The president has a new appeal for voters ahead of a contentious 2028 midterm election, and it comes in the shape of a violent slaver who never actually stepped foot in the continental United States.
Donald Trump is reportedly planning to erect a statue of Christopher Columbus outside the White House, according to a Washington Post exclusive published Wednesday. It will likely be placed on the south side of the White House grounds, close to E Street and north of the Ellipse, two people with knowledge of the plan told the Post.
The Columbus statue is expected to be reassembled from a Reagan-era piece that was erected in Baltimore in 1984. The statue was destroyed and dumped into the city’s harbor by protesters in 2020, leaving just remnants behind.

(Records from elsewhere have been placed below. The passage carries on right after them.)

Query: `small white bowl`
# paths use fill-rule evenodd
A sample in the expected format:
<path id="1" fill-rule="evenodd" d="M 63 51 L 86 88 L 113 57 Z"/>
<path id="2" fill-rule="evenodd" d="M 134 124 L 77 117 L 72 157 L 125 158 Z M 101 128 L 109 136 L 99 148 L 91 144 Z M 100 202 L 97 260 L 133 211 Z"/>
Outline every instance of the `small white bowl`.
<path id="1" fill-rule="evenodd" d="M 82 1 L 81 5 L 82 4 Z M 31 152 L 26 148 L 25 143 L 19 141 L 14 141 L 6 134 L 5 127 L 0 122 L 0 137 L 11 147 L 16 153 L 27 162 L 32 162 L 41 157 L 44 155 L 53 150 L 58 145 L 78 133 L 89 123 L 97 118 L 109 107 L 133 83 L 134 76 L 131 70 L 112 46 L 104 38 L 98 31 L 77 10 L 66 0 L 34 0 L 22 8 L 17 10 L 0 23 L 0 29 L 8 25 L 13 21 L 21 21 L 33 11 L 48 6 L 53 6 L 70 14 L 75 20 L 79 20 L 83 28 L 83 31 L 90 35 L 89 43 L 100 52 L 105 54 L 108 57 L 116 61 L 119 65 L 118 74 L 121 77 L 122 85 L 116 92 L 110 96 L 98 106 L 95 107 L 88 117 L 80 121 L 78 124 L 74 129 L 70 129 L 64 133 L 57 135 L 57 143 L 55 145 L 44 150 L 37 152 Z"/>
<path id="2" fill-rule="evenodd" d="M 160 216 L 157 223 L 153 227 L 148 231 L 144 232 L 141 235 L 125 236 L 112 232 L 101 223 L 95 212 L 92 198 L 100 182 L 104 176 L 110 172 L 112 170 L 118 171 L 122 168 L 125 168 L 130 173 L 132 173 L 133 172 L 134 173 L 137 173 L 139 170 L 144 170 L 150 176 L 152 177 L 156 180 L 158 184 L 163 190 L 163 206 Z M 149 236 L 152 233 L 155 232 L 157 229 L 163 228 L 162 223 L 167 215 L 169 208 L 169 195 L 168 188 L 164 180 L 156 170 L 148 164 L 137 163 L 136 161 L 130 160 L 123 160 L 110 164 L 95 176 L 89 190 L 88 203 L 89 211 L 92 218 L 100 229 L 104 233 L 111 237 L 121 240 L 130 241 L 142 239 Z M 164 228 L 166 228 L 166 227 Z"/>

Those fragments have been stitched back together thanks to funding from a group of Italian American businessmen and politicians, as well as financial support from local charities and federal grant funding.

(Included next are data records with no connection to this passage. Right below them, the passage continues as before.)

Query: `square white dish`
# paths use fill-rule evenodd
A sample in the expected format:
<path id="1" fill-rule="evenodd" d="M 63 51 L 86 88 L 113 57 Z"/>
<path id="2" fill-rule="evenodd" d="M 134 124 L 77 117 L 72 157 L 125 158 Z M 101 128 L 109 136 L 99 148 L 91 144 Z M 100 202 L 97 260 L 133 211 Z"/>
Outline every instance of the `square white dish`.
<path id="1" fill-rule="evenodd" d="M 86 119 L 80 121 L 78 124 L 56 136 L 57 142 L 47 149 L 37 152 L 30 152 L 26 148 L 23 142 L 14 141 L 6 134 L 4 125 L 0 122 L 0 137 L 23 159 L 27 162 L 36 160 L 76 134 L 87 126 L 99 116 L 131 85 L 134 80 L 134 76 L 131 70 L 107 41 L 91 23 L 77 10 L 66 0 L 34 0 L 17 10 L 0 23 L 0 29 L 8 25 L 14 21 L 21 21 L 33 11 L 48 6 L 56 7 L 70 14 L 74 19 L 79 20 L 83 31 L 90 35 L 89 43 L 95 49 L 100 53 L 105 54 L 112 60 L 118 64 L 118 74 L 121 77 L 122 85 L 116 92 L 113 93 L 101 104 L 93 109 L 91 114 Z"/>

The White House refused to comment on the reported plan but affirmed its support for the Italian explorer.
“In this White House, Christopher Columbus is a hero,” White House spokesman Davis Ingle said in a statement. “And he will continue to be honored as such by President Trump.”
Columbus has been officially celebrated in the U.S. since 1934, when President Franklin D. Roosevelt designated Columbus Day a national holiday in an attempt to fold the country’s Italian American immigrants into early American history.
Since then, Columbus has been hailed as the first voyager to reach North America—despite the fact that he never actually landed here. In truth, Columbus’s four voyages all ended up in the Caribbean. Nonetheless, the fifteenth-century explorer is credited with initiating sustained European contact with the Western hemisphere, marking the beginning of the transatlantic slave trade.
Columbus’s legacy became hotly contested in 2020, when a nationwide debate on race swept the country, sparking questions as to whether the historically controversial colonizer’s myriad accolades should be revisited. In 2021, President Joe Biden recognized Indigenous Peoples’ Day instead of Columbus Day, marking a federal shift in the country’s relationship to Columbus.
Trump campaigned, in part, to bring Columbus Day back, and signed a proclamation in October in order to do so.
“We’re back, Italians. OK? We love the Italians,” Trump said at the time.
Last month, Trump claimed that resurrecting Columbus’s positive memory could win over Italian Americans come election season.
“The Italian people are very happy about it. Remember when you go to the voting booths, I reinstated Columbus Day,” he said.